README for /data

This directory contains the few publically-available data sets used for the examples.

Note that some example HQL statements were tested with non-public data, which we can’t make available. Let’s discuss those first. Other statements were simply tested in with Hive but not used with any actual data. These examples are usually fairly obvious from the names chosen for the tables, columns, etc.

One of the cool features of Hive is that it’s easy to create data in CSV, TSV, or other simple formats, put it in HDFS, and then start working with. We encourage you to do that when plaining with the examples for which we can’t provide data.

Non-public Data

The data sets discussed in the Case Studies are private, except where noted.

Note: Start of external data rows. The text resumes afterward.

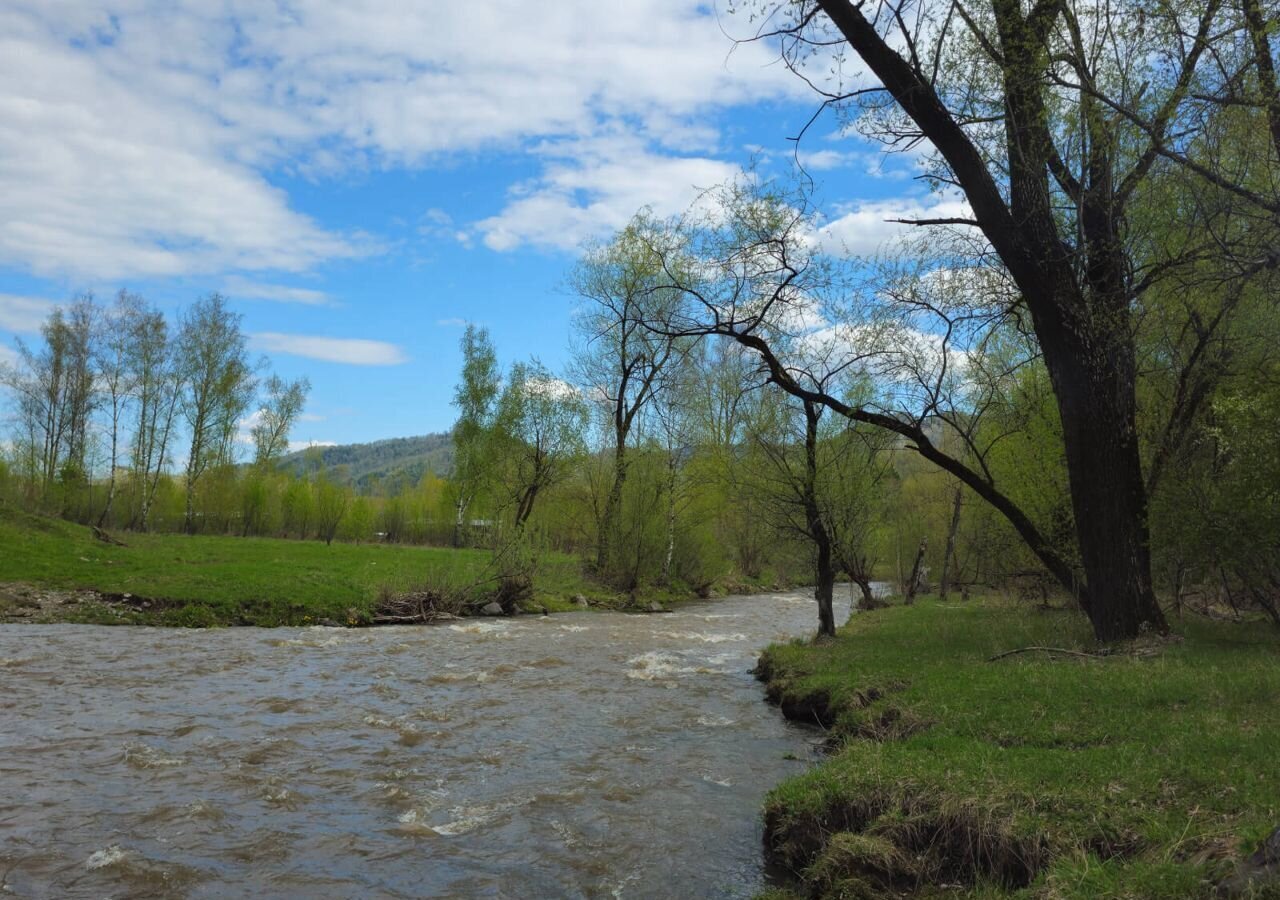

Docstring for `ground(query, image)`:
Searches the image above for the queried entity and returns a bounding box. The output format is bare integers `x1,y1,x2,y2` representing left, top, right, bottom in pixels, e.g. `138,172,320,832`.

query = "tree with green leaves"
177,293,256,534
568,214,689,575
493,361,589,531
451,324,502,547
250,373,311,470
686,0,1280,640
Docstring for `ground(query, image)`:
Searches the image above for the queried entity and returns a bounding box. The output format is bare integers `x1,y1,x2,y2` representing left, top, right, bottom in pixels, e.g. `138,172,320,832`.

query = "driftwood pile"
372,590,458,625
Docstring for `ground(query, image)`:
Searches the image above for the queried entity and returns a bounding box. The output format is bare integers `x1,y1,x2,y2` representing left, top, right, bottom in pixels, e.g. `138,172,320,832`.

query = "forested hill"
280,434,453,493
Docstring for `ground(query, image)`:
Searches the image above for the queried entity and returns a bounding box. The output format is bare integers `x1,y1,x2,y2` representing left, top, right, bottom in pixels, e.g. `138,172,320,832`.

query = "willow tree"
660,0,1280,640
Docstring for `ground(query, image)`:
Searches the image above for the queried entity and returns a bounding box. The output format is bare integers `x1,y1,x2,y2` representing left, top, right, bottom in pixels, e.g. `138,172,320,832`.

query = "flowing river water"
0,591,847,897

We discussed working with log data, such as the partitioning discussion in Chapter 4, “weblogs” in Chapter 9, and “SerDes” discussed in Chapte 15. We used private data to develop these examples. However, it should be easy to obtain similar data and modify the schema appropriately to match the data or modify the data itself. For example, your peraonal computer probably has log files used internally. Your administrators can give you server logs. There are public Apache server logs available, too. InfoChimps is one of many sources of public data.

We used arbitrary text files to play with the WordCount examples in Chapter 1. Any text files will do. Export your favorite Word documents to plain text and start playing.

Public Data in This Directory Tree

Publically-accessible data obtained from other sources are noted in the table below. A few data sets were created ourselves.

Name Path Source Notes
Stocks /data/stocks InfoChimps. Search for the datasets named infochimps_dataset_4777_download_16185 and infochimps_dataset_4778_download_16677. A subset of these datasets adapted for the book’s format.
Dividends /data/dividends Same InfoChimps source. Ditto
Employees /data/employees Hand written by us. A very short file demonstrating Hive’s default text format.